Flores
–Me encantaría follarte, ¿me dejas? –me lo susurra al oído, acariciándome con su voz rota y fluida y de la cual bebo como un bebé hambriento.
Pero no es una pregunta. En origen sí lo es: me está preguntando, pero cuando llega a mí ya ha dejado de serlo; yo sólo oigo un deseo, un anhelo que ya no sé si es suyo o mío. Y no espera una respuesta, ¿por qué habría de hacerlo?, ya la sabe, desde luego que la sabe, no puede ser más obvia. Cada fibra en mí, cada poro de mi piel se retuerce, me impulsa hacia él y le grita que sí, por supuesto que sí, fóllame, desaparece dentro de mí y hazme desaparecer contigo.
Se desabrocha el único botón de su ropa interior excesivamente anticuada y no necesita las manos para deprenderse de ella. No, se limita a balancear las caderas con suavidad, con lentitud, como todos sus movimientos, como si la elegancia luchase con la languidez y lo convirtiese en un simple continuum de seducción. Mueve las caderas mientras mueve las manos sobre mí y la tela se desliza sobre sus piernas perfectamente esculpidas.

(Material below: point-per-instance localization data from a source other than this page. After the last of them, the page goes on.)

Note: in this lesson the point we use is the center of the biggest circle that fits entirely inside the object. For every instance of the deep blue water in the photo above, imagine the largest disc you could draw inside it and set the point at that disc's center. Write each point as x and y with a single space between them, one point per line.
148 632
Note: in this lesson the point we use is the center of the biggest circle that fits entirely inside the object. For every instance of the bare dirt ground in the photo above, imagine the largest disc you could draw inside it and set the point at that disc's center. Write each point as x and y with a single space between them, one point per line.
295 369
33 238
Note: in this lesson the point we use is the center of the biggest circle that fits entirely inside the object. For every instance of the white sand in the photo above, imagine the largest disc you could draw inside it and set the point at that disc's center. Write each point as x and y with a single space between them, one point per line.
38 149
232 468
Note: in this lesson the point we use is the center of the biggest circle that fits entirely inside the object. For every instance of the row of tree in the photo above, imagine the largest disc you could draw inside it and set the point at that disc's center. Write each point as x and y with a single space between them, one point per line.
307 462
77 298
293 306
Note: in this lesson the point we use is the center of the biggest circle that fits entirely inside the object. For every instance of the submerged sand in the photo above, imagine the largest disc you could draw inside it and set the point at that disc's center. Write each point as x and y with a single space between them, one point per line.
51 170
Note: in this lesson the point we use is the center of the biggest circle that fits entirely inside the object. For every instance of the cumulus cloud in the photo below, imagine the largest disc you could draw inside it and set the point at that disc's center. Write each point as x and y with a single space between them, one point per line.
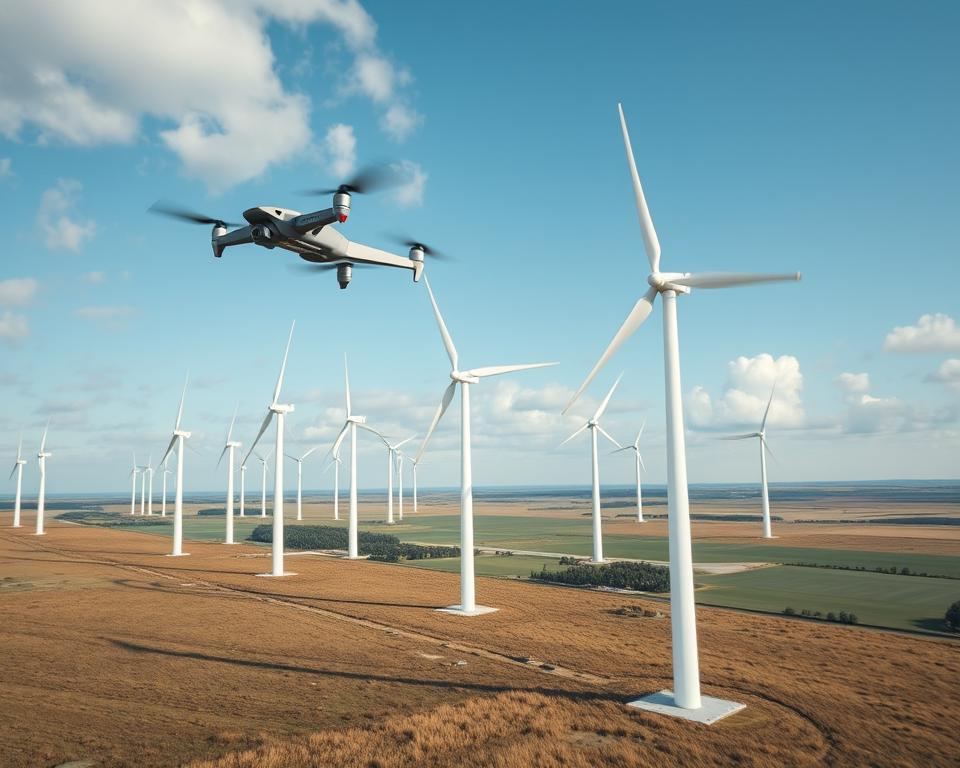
853 382
414 181
17 291
747 389
340 148
206 72
61 228
948 373
932 333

Sé que voy a perder el control, lo noto escapar de mí como un puñado de arena entre los dedos, e intento luchar contra ello, resistirme, porque en cuanto llegue el momento dejaré de ser responsable de mis actos y me someteré a sus deseos porque son los mismos que los míos. No quiero ser una marioneta, necesito no perder el control. Una vez que lo pierda seré completamente suyo, pero él no será mío, no del todo. Ni siquiera sé si lo es un poco.
Su lengua se enreda sobre mi cuerpo abriendo senderos de fuego a su paso; me deshago y me noto comenzar a desaparecer cuando la desliza a lo largo de mi pene. No puedo evitar gemir, y con cada gemido escapa de mí un pedazo de mi reducido autocontrol. Me tenso, o me destenso. O…

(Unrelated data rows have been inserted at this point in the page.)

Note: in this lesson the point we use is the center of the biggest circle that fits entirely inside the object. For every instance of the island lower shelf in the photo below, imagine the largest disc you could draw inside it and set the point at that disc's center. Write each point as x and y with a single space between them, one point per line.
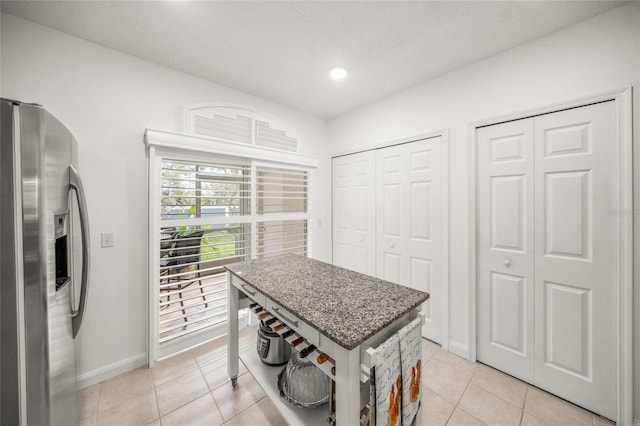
267 378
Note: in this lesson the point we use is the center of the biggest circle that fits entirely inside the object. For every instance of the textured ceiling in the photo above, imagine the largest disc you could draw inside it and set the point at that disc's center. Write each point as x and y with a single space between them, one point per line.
282 51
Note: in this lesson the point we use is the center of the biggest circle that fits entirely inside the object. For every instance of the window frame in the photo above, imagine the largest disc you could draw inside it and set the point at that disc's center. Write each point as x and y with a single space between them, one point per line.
166 145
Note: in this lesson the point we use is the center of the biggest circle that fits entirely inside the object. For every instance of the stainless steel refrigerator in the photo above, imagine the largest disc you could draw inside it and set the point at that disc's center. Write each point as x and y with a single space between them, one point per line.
44 266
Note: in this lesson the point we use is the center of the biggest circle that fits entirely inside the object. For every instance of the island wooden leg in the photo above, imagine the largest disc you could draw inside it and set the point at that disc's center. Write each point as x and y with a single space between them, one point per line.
233 353
347 386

Quiero poder pensar con claridad, pero palpito dentro de su boca y sus gemidos se mezclan con los míos como un coro que se eleva al mismo compás y cuyo eco da saltos por los altos techos de la estancia. Pero se retira a mitad del camino, sin acercarse a dejarme terminar, y lo agradezco porque quiero alargar este momento, malearlo entre las manos y saborearlo.
El Príncipe me separa las piernas y se coloca entre ellas, se inclina sobre mí y me lame los labios con la punta de la lengua.